Multiple databases were searched electronically in English for RCTs comparing at least one form of non-operative treatment for lumbar spinal stenosis (confirmed by imaging) that caused neurogenic claudication. Individual study quality was assessed by two reviewers using criteria recommended by the Cochrane Back Review Group. Outcomes of interest included walking ability, pain intensity, function, quality of life, and global improvement, along with safety data with short-term, intermediate, and long term follow-ups all being evaluated. Data was pooled and meta-analysis performed when possible. The overall quality of the evidence was formally evaluated and synthesized using GRADE (Grades of Recommendations, Assessment, Development and Evaluation).

Study Strengths / Weaknesses:

Among the strengths of this review was the inclusion of RCTs that included any and all non-operative interventions, including pharmacological and non-pharmacological treatments.
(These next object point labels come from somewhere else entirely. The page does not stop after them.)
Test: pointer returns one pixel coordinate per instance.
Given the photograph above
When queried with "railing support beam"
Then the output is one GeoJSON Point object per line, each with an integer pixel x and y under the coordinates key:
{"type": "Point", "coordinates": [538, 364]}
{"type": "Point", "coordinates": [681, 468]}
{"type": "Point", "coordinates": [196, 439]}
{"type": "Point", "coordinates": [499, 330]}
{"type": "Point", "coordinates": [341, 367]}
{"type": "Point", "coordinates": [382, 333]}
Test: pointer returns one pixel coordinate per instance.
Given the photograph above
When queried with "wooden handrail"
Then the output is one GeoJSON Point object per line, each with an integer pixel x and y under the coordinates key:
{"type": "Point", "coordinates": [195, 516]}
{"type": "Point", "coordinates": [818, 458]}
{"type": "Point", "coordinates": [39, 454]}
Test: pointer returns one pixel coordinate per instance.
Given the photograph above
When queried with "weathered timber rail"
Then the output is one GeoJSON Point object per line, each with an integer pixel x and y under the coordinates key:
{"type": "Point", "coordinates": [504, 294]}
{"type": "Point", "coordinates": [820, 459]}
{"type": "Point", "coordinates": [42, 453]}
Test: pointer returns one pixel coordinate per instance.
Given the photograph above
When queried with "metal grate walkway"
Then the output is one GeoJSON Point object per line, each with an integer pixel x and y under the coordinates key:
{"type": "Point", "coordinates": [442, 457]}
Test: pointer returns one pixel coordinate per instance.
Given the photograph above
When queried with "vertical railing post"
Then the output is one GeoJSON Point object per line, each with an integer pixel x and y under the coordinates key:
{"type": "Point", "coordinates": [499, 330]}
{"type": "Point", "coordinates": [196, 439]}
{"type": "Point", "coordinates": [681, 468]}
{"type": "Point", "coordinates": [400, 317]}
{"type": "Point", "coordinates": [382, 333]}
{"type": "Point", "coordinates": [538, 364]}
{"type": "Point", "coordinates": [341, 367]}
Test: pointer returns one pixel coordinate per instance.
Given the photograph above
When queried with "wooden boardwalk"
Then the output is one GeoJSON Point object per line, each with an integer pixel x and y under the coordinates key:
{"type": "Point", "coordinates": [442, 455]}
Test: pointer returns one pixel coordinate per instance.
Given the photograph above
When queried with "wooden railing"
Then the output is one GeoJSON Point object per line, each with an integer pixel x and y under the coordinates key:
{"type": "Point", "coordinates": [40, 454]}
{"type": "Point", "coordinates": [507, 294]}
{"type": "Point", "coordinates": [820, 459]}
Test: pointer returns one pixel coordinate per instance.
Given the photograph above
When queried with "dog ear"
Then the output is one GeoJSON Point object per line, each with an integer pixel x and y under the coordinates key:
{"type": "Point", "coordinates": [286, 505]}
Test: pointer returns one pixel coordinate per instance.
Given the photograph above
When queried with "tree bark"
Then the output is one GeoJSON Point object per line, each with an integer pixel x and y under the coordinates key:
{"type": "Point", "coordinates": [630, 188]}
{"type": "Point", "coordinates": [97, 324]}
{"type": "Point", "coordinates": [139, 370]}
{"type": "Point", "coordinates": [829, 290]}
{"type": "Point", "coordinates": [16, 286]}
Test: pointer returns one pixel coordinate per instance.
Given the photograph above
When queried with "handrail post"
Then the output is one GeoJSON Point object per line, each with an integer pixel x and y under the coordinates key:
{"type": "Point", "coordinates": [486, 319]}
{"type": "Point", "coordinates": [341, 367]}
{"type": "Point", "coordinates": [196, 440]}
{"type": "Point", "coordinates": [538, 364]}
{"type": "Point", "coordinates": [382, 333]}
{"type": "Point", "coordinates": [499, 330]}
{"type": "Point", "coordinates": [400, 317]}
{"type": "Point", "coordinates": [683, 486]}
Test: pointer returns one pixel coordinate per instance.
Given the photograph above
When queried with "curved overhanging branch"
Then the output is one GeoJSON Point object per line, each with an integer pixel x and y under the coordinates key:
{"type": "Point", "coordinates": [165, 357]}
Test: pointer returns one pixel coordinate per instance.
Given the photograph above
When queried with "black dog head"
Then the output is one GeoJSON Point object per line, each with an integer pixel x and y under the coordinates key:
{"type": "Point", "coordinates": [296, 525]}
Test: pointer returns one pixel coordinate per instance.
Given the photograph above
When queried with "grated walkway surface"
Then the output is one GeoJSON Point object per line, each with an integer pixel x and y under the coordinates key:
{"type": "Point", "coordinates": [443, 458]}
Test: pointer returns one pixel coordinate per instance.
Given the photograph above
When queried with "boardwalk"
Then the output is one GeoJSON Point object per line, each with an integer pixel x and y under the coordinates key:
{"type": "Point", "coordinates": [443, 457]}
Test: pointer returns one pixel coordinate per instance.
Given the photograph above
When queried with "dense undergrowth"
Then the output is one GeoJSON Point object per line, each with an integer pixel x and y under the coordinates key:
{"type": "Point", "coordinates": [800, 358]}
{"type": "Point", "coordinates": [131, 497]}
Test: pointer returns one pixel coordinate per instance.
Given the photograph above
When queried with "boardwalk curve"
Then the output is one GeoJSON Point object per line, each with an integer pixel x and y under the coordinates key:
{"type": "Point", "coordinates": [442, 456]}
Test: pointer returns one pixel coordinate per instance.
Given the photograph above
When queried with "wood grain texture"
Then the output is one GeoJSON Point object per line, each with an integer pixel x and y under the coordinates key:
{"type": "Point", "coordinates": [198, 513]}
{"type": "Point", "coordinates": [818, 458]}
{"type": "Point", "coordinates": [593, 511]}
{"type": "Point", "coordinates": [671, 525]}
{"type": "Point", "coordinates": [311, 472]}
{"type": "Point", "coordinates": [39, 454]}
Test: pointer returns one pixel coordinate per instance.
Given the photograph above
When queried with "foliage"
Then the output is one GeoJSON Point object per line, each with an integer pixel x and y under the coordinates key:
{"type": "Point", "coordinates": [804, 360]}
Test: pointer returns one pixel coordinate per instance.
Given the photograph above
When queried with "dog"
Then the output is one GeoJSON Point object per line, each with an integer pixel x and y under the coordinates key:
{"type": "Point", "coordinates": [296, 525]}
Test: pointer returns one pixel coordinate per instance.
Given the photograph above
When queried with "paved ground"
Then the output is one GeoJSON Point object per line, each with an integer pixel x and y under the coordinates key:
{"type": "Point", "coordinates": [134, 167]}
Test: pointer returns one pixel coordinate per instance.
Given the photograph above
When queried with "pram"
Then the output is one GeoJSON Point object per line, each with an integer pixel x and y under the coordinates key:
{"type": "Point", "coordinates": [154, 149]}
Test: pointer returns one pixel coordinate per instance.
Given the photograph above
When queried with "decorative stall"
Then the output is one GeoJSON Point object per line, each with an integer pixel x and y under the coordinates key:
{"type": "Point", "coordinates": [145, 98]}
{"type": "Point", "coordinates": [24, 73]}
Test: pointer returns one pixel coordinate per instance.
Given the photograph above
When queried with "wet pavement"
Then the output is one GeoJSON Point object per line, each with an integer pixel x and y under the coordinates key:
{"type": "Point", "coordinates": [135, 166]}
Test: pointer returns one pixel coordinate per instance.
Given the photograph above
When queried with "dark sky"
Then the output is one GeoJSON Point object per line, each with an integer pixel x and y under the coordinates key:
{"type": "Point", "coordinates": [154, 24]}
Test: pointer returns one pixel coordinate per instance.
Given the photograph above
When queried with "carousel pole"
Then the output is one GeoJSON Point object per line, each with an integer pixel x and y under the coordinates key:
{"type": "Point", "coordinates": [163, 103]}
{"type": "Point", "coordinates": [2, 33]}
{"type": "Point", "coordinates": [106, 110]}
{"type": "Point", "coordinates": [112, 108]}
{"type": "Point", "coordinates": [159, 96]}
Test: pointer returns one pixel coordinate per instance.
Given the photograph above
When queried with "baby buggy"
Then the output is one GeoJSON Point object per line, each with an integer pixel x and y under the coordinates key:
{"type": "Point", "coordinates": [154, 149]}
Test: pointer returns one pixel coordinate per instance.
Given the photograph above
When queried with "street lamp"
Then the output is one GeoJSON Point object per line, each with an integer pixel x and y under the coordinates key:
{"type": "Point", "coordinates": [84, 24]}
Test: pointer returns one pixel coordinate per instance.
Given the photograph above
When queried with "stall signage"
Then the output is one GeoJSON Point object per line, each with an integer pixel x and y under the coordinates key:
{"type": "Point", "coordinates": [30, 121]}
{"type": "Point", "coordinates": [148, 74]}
The methods employed in the review were robust, including the use of GRADE to analyze the overall quality of the literature. The inclusion criteria also allowed for the evaluation of studies that compared surgical versus non-surgical treatments for neurogenic claudication due to lumbar spinal stenosis. In addition, having a consistently applied definition of neurogenic claudication caused by lumbar spinal stenosis as viewed on imaging was important as such definitions are often omitted from studies and reviews.
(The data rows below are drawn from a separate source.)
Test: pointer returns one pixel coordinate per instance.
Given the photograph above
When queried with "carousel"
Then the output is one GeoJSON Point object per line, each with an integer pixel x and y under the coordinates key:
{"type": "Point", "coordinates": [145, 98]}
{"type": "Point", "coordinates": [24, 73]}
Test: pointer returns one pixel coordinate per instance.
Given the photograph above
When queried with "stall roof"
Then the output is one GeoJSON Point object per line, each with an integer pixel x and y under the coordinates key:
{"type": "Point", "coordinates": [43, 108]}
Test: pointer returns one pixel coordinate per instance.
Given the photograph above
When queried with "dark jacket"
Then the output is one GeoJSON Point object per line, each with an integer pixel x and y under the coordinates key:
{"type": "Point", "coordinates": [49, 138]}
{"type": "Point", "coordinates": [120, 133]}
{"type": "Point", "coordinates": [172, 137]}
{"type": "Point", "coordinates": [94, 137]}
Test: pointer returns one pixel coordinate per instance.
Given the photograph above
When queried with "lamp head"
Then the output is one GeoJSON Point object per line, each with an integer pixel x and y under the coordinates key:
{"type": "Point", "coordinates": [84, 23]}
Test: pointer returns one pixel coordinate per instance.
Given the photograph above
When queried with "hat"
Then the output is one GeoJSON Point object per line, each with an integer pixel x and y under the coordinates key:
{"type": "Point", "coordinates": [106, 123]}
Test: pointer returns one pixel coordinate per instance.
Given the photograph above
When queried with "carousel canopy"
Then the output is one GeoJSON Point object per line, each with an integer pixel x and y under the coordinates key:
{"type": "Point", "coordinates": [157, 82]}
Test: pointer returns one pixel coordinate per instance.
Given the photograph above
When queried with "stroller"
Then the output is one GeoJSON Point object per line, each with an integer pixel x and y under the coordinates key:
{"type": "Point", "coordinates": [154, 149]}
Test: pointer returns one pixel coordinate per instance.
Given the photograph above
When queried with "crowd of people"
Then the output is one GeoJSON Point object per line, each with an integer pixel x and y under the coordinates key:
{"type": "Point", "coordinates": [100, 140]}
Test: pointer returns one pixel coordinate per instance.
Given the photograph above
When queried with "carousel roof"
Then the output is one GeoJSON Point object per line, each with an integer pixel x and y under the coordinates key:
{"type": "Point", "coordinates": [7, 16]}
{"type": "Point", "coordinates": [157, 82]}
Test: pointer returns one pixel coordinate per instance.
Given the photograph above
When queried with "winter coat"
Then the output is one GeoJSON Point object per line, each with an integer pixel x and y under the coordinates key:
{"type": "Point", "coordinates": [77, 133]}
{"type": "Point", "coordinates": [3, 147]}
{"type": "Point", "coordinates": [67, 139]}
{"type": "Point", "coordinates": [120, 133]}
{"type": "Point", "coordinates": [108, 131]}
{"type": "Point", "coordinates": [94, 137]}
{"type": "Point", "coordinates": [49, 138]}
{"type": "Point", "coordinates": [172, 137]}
Weaknesses of the review include the inclusion of only articles published in English. Furthermore, the reliance on imaging to determine the presence of spinal stenosis may be questioned by some, as could some of the operational definitions employed, particularly for risk of bias when assessing study quality.

Additional References:

  1. Weinstein JN et al. Surgical versus nonsurgical therapy for lumbar spinal stenosis. New England Journal of Medicine 2008; 358(8): 794-810.
  2. Kovacs FM, Urrútia G, Alarcón JD. Surgery versus conservative treatment for symptomatic lumbar spinal stenosis: a systematic review of randomized controlled trials. Spine 2011; 36(20): 1335-51.
  3. Murphy DR, Hurwitz EL, Gregory AA, Clary R. A nonsurgical approach to the management of lumbar spinal stenosis: a prospective observational cohort study. BMC Musculoskelet Disord 2006;7:16, doi:10.1186/1471-2474-7-16.